La réaction de Hadj Lakhdar est rapide et violente :
- Je refuse et votre grade et votre affectation! De quel droit venez-vous nous imposer vos décisions?
Amirouche répond qu'il ne fait qu'appliquer les directives du CCE. Lamouri et Méchiche calment Hadj Lakhdar. Ils appréhendent son caractère entier et rugueux. A leur surprise, il admet leurs explications concernant le CCE, mais s'obstine à refuser grade et affectation.

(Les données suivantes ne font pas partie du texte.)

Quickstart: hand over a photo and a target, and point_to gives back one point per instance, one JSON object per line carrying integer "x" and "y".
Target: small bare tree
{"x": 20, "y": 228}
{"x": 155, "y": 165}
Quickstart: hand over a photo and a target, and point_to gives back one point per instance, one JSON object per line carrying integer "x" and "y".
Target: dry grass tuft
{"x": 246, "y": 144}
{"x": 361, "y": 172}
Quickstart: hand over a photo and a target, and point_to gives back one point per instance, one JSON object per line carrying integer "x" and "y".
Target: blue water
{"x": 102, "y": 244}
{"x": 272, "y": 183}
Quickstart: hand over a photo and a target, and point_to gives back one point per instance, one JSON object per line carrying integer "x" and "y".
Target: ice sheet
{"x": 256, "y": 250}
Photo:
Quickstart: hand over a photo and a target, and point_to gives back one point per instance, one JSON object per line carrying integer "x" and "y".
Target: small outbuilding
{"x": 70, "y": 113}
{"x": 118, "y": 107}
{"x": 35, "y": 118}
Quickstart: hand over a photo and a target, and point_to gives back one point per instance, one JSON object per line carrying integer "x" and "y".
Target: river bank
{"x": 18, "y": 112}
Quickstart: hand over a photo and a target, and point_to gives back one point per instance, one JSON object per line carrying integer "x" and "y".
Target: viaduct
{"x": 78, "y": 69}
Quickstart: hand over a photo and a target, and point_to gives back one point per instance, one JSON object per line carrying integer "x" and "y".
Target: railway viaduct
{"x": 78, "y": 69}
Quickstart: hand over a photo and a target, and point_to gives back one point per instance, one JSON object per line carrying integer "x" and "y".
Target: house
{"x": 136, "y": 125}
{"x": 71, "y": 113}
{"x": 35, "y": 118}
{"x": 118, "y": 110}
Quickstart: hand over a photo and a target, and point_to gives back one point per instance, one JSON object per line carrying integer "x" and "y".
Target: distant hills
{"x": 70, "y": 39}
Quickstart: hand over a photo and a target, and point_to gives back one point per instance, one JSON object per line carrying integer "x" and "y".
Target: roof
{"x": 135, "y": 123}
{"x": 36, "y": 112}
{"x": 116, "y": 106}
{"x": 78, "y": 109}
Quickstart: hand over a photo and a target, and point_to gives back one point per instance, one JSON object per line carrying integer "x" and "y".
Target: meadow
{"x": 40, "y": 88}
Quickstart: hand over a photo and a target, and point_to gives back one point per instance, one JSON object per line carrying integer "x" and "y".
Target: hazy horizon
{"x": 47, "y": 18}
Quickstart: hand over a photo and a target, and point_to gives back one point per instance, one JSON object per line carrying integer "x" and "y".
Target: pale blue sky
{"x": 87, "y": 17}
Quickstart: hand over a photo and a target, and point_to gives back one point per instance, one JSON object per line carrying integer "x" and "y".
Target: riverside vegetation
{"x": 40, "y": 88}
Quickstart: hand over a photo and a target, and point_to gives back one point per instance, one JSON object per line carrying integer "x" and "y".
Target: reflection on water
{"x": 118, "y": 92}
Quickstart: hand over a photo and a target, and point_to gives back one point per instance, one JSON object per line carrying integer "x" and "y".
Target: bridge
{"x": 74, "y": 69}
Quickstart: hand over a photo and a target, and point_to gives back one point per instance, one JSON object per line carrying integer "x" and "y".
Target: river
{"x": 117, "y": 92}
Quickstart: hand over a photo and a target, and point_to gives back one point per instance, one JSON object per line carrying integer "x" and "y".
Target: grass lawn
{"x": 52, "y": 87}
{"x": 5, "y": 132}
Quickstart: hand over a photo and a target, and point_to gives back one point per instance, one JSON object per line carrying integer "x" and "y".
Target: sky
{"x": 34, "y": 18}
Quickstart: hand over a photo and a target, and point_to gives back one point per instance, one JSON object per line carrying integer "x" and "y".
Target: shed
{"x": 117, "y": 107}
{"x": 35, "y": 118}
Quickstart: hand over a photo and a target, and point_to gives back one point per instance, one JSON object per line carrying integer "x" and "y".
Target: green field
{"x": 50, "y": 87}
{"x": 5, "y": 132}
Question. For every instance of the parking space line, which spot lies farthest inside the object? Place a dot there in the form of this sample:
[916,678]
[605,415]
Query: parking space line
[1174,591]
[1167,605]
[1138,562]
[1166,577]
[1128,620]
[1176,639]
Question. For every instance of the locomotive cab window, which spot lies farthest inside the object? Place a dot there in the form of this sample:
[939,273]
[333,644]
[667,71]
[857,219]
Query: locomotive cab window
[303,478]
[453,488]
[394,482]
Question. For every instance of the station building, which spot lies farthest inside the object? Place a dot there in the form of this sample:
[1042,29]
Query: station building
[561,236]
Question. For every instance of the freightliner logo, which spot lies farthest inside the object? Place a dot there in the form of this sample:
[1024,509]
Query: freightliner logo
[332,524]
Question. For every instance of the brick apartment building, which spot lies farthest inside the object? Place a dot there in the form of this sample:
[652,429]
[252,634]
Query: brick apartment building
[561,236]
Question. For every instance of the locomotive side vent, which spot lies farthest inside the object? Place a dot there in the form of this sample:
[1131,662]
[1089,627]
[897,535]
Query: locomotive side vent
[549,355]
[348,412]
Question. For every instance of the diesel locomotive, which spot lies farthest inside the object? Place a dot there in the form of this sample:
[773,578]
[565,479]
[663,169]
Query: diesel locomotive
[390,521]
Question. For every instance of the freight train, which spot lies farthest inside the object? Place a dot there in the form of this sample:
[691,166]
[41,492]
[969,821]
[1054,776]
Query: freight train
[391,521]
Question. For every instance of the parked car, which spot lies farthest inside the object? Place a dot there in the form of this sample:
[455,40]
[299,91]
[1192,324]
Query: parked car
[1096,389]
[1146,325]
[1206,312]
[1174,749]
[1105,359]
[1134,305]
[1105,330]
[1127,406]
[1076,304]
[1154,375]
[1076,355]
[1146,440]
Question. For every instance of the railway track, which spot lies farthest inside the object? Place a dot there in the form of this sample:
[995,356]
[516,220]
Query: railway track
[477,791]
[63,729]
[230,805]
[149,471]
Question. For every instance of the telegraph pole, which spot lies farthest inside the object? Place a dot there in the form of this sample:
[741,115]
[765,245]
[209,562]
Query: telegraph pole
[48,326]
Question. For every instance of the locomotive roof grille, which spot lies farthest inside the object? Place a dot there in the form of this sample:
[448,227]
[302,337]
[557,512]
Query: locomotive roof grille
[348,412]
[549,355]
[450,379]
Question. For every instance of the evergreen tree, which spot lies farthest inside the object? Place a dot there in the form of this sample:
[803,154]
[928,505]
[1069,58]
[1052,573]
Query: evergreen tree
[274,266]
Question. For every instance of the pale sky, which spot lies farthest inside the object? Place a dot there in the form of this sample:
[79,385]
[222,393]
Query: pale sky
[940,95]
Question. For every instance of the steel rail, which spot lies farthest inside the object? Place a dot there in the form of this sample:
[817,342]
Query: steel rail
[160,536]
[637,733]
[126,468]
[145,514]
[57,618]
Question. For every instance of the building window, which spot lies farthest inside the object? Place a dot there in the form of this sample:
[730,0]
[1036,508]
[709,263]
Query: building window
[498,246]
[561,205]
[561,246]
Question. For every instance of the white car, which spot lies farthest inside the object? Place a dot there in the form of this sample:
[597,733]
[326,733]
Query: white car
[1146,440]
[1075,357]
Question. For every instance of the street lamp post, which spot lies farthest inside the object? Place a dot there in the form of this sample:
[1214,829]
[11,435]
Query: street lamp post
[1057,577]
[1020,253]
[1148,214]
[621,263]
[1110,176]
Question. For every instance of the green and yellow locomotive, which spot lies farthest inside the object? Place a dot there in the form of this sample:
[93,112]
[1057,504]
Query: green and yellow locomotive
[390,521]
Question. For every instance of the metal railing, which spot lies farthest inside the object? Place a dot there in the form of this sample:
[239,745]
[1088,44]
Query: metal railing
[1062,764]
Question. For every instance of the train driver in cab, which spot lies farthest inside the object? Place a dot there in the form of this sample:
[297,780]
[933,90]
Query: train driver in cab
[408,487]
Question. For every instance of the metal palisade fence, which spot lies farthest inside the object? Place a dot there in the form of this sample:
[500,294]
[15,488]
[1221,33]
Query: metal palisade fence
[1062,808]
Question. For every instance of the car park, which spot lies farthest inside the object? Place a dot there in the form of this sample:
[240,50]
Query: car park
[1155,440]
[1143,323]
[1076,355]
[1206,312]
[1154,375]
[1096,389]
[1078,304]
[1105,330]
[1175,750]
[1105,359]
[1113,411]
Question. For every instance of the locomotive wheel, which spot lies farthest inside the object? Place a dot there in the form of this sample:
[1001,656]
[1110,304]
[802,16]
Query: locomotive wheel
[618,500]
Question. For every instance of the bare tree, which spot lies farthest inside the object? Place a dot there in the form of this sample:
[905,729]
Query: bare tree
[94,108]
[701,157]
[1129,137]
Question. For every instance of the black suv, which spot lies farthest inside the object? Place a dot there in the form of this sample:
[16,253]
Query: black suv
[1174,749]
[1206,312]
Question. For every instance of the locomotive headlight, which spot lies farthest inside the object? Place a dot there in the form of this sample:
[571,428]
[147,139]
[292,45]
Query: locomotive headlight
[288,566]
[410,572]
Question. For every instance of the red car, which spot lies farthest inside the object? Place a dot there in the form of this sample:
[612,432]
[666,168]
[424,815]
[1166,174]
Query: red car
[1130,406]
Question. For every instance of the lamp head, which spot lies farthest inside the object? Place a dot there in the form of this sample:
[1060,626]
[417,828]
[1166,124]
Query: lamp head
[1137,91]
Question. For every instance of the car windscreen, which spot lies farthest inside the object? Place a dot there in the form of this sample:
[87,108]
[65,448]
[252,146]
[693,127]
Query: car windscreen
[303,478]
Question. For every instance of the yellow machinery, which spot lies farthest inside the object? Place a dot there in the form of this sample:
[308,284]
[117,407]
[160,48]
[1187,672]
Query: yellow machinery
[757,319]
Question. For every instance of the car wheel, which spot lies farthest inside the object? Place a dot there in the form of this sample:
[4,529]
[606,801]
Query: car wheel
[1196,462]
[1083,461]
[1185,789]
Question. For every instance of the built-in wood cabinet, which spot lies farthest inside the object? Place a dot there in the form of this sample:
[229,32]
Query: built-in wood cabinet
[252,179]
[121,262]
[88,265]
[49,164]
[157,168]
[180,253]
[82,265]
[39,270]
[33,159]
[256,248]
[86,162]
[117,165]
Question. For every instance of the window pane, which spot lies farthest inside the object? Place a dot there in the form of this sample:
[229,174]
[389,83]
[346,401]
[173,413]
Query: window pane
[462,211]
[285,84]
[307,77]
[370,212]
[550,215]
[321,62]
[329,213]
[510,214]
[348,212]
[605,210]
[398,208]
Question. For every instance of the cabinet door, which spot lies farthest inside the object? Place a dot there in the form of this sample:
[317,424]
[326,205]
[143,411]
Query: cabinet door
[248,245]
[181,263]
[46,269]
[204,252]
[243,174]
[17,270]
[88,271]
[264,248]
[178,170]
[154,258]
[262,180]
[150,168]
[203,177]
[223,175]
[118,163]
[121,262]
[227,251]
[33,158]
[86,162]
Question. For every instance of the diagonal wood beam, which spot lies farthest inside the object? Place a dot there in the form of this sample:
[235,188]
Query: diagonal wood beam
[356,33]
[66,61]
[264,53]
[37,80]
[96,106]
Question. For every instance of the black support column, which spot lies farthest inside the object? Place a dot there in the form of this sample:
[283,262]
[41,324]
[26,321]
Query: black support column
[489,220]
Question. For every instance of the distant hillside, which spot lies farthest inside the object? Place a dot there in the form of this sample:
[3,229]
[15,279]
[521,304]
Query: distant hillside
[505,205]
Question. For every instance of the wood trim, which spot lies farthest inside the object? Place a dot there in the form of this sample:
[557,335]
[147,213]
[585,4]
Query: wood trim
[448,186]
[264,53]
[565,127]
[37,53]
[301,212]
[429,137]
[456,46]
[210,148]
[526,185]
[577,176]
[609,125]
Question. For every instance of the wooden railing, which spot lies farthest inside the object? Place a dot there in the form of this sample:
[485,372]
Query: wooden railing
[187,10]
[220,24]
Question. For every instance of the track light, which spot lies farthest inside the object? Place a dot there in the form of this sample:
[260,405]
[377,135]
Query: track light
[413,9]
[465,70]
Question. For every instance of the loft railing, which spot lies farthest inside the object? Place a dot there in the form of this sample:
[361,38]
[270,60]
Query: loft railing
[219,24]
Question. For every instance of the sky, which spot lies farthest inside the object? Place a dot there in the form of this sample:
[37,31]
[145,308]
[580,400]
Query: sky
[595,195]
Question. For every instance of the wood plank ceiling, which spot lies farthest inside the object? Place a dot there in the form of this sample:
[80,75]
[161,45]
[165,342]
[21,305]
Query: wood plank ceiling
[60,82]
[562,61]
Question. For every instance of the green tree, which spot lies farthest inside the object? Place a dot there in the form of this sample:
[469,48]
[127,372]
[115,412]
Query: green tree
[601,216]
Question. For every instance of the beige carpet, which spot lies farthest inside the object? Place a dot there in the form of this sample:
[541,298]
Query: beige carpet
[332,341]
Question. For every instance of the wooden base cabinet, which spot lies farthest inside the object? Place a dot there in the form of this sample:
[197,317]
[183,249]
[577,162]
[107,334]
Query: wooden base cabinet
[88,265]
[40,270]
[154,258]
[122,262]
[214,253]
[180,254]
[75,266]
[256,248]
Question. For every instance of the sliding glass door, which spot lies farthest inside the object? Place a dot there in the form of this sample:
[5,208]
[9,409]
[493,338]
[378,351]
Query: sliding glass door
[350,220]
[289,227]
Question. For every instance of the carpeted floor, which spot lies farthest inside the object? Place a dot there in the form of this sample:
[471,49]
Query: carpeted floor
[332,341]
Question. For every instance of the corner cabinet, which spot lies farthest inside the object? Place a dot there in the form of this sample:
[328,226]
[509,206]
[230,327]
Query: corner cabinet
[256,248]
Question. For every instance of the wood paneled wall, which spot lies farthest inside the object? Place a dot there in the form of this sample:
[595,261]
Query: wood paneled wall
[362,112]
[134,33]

Amirouche n'insiste pas. Il nomme Ahmed Nouaoura capitaine, Ali Méchiche et Brahim Kabouya lieutenants. Devant l'opposition de Hadj Lakhdar, il désigne Lamouri à sa place, comme chef de la 1er mintaka. Ce qui ne dérange nullement Hadj Lakhdar qui représente le type même du militant pur et dur. Après cela, le voyage continue sans incident. Hadj Lakhdar m'a raconté bien après:
- Amirouche, qui n'a ni les yeux, ni les oreilles dans sa poche, s'est bien vite rendu compte des rivalités entre ses hôtes et surtout de leur désunion. Nouichi lui a brossé un tableau noir de la situation en Aurès. Il l'a expressément mis en garde contre Adjoul qui, « si l'occasion lui en est donnée, n'hésitera pas à le tuer ». En revanche, il a tout fait pour rapprocher Amirouche de Omar Ben Boulaïd, mais sans résultat.
- Pourquoi ?
- Parce que Omar a constamment persisté dans son refus d'avaliser les décisions du Congrès peut-être à cause du rejet par le CCE de sa prétention à être le chef de l'Aurès. Qui sait ?
La date fatidique du 23 mars 1956 a sonné le glas pour l'Aurès et les Némemcha. Adjoul et Abbas ne se voient plus ou rarement. Ils reçoivent, chacun de son côté, une convocation pour assister au Congrès de la Soummam. Ils n'y prendront pas part, eux, les militants de la première heure, qui ont réussi le baptême du feu et guidé les premiers pas de la Révolution dans des conditions inhumaines et qui auraient eu tellement d'idées à proposer.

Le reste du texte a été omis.